15      Com vista a garantir uma melhor valorização dos ativos do grupo Nortel, os administradores dos diferentes processos de insolvência abertos no mundo acordaram vender esses ativos globalmente, por ramo de atividade. Nos termos de um acordo intitulado «Interim Funding and Settlement Agreement» (a seguir «acordo IFSA»), celebrado em 9 de junho de 2009 entre a NNL e várias filiais do grupo Nortel, estas filiais renunciariam em tempo útil aos seus direitos de propriedade industrial e intelectual cobertos pelo acordo MRDA. Em contrapartida, os direitos de licença de que as filiais beneficiavam seriam mantidos até ao termo das operações de liquidação e de cessão, e os direitos das referidas filiais, enquanto proprietárias económicas da respetiva propriedade intelectual, seriam mantidos.

16      Nos termos do acordo IFSA, os produtos das cessões de ativos do grupo Nortel seriam colocados em contas bloqueadas, ditas «lockbox» (a seguir «lockbox»), em estabelecimentos de crédito com sede nos Estados‑Unidos e não poderia haver nenhuma distribuição dos montantes depositados na «lockbox» sem um acordo celebrado por todas as entidades do grupo interessadas. A NNSA tornou‑se parte no acordo IFSA através de um acordo de adesão celebrado em 11 de setembro de 2009. Os produtos das cessões foram bloqueados conforme tinha sido previsto no acordo IFSA, não tendo ainda havido um acordo sobre a sua distribuição.

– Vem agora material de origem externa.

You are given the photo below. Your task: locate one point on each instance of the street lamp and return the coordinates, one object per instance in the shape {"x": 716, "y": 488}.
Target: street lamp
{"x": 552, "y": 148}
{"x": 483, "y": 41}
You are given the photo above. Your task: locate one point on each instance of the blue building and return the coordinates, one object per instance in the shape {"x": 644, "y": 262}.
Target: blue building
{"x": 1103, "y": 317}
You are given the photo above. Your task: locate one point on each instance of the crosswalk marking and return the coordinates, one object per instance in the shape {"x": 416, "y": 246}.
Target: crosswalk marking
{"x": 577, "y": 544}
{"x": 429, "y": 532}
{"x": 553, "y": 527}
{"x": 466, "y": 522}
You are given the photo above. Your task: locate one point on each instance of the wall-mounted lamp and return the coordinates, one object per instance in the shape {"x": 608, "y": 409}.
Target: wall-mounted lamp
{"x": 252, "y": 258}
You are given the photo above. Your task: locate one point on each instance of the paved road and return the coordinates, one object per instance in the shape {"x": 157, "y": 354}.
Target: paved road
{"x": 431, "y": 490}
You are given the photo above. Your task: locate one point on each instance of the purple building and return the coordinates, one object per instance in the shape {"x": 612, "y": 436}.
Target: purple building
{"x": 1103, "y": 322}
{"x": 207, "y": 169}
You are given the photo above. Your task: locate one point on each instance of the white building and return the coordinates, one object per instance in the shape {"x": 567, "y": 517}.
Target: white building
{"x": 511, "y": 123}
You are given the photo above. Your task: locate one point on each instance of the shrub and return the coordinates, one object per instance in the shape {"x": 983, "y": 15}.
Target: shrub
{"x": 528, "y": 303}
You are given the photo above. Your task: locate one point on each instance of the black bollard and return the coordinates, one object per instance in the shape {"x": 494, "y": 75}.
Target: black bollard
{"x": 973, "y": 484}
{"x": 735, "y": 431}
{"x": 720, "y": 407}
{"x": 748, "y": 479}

17      Em 23 de novembro de 2010, um relatório elaborado por C. Rogeau no âmbito do processo secundário declarava um saldo positivo de 38 980 313 euros nas contas bancárias da NNSA em 30 de setembro de 2010, o que permitia considerar um primeiro pagamento do subsídio diferido a partir do mês de maio de 2011. No entanto, após ter sido interpelado pelo conselho de empresa da NNSA, C. Rogeau informou‑o, por carta de 18 de maio de 2011, de que não podia aplicar os termos do protocolo de fim de conflito, uma vez que uma previsão de tesouraria revelava um montante negativo de cerca de 6 milhões de euros resultante, nomeadamente, de vários pedidos de pagamento dos coadministradores a título, designadamente, dos encargos gerados pela continuação das atividades do grupo Nortel durante o processo bem como pela cessão de certos ativos.

18      Contestando esta situação de facto, o conselho de empresa da NNSA e antigos trabalhadores da NNSA intentaram uma ação no tribunal de commerce de Versailles (França) requerendo, por um lado, que fosse declarado que o processo secundário lhes permite dispor de um direito exclusivo e direto sobre a quota‑parte do preço de cessão global dos ativos do grupo Nortel que cabem à NNSA e, por outro, que C. Rogeau fosse condenado, na qualidade de liquidatário judicial, a proceder imediatamente ao pagamento, nomeadamente, do subsídio diferido até ao montante dos fundos disponíveis da NNSA.

19      Em seguida, C. Rogeau chamou os coadministradores a juízo no órgão jurisdicional de reenvio. Estes últimos pediram, todavia, ao tribunal de commerce de Versailles que, designadamente, se declarasse internacionalmente incompetente, declinando a sua competência a favor da High Court of Justice (England & Wales), Chancery Division. A título subsidiário, os coadministradores pediram ao órgão jurisdicional de reenvio, nomeadamente, que se declarasse incompetente para se pronunciar sobre os bens e os direitos não situados em França, na aceção do artigo 2.°, alínea g), do Regulamento n.° 1346/2000, à data da adoção da decisão de abertura do processo secundário.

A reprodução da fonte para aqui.